Была ночь, со смутными видениями, и потому, верно, все недавние жалобы одинокой женщины, невеселые слезы и мучительный смех коснулись его только одной, тайной и порочной стороной…

Он откровенно издевался над собой, отгонял бредовые помыслы, в которых грешно признаться самому себе, но временами шепот дождя становился нетерпимым, и тогда казалось, что она сама не вынесет этой дикой, одинокой ночи, откроет тихонько двери с бьющимся сердцем и войдет под неслышный накрап дождя – грешная и святая женщина с хутора Веселого…

Уснул Голубев перед рассветом, а утром хозяйка убрала с прикроватной тумбочки полную пепельницу недокуренных, изжеванных сигарет.

11

Дождик ночью прошел небольшой, только пыль прибил.

С утра и до самого обеда Голубев объезжал на стареньком, линялом газике сады и плантации совхозного отделения.
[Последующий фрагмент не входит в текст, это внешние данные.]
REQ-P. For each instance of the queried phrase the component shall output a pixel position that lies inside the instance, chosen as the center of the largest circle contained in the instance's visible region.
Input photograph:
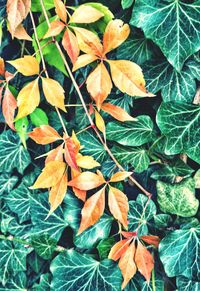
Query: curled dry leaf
(92, 210)
(99, 84)
(50, 176)
(28, 99)
(44, 134)
(118, 205)
(27, 65)
(54, 93)
(86, 14)
(70, 44)
(87, 181)
(115, 34)
(117, 112)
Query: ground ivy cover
(99, 145)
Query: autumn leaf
(50, 176)
(57, 193)
(115, 34)
(88, 42)
(99, 84)
(144, 261)
(86, 14)
(84, 60)
(27, 65)
(54, 93)
(55, 28)
(28, 99)
(60, 10)
(128, 78)
(44, 134)
(87, 181)
(86, 162)
(119, 249)
(127, 264)
(117, 112)
(92, 210)
(17, 11)
(118, 205)
(70, 44)
(9, 105)
(120, 176)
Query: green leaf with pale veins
(180, 124)
(134, 133)
(73, 271)
(178, 198)
(173, 25)
(180, 252)
(12, 153)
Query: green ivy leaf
(180, 124)
(178, 198)
(73, 271)
(180, 252)
(12, 153)
(137, 157)
(44, 245)
(154, 17)
(134, 133)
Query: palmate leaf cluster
(162, 148)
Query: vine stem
(85, 107)
(45, 69)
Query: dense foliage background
(161, 148)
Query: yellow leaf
(60, 10)
(115, 34)
(128, 78)
(57, 193)
(28, 99)
(27, 65)
(50, 176)
(86, 162)
(84, 60)
(99, 84)
(86, 14)
(54, 93)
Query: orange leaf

За рулем правил сам управляющий в своей простиранной парусиновой куртке, отвалясь на спинку и то и дело оборачивая к Голубеву сухое, энергическое лицо. Он знакомил его с округой, рассказывал о культурах и севооборотах, выгодах и убытках предгорного земледелия, а заодно жаловался на недостаток удобрений.

Голубев старался рассмотреть все собственными глазами, понять и запомнить сказанное. Писать именно об этой своей поездке он не собирался с самого начала и пока твердо удерживался в этом мнении. Письмо Кузьмы Надеина не только не подтверждалось, но и мешало сосредоточиться на иных темах. Оставалось не терять времени, запасаться агрономическими сведениями для иных, будущих работ.

Он сделал важное заключение для себя, например, что культура земледелия выросла не только в степных, богатых колхозах (об этом он знал и раньше), но и здесь, на горных неудобях. Плантации оказались чистыми, без сорняков, почва хорошо прокультивирована. И во всем видел он ту аккуратность и прибранность, которая прямо говорит о рачительности здешних хозяев – полеводов, бригадиров и самого управляющего. Во-вторых – что еще более важно, – люди и здесь стали жить лучше. Женщины в звеньях весело откликались управляющему, скалили зубы и только изредка на что-нибудь указывали, как на непорядок. Заработки у них, правда, еще были невысокие, но себе в убыток теперь уж никто не работал, а про механизаторов и животноводов уж и говорить нечего.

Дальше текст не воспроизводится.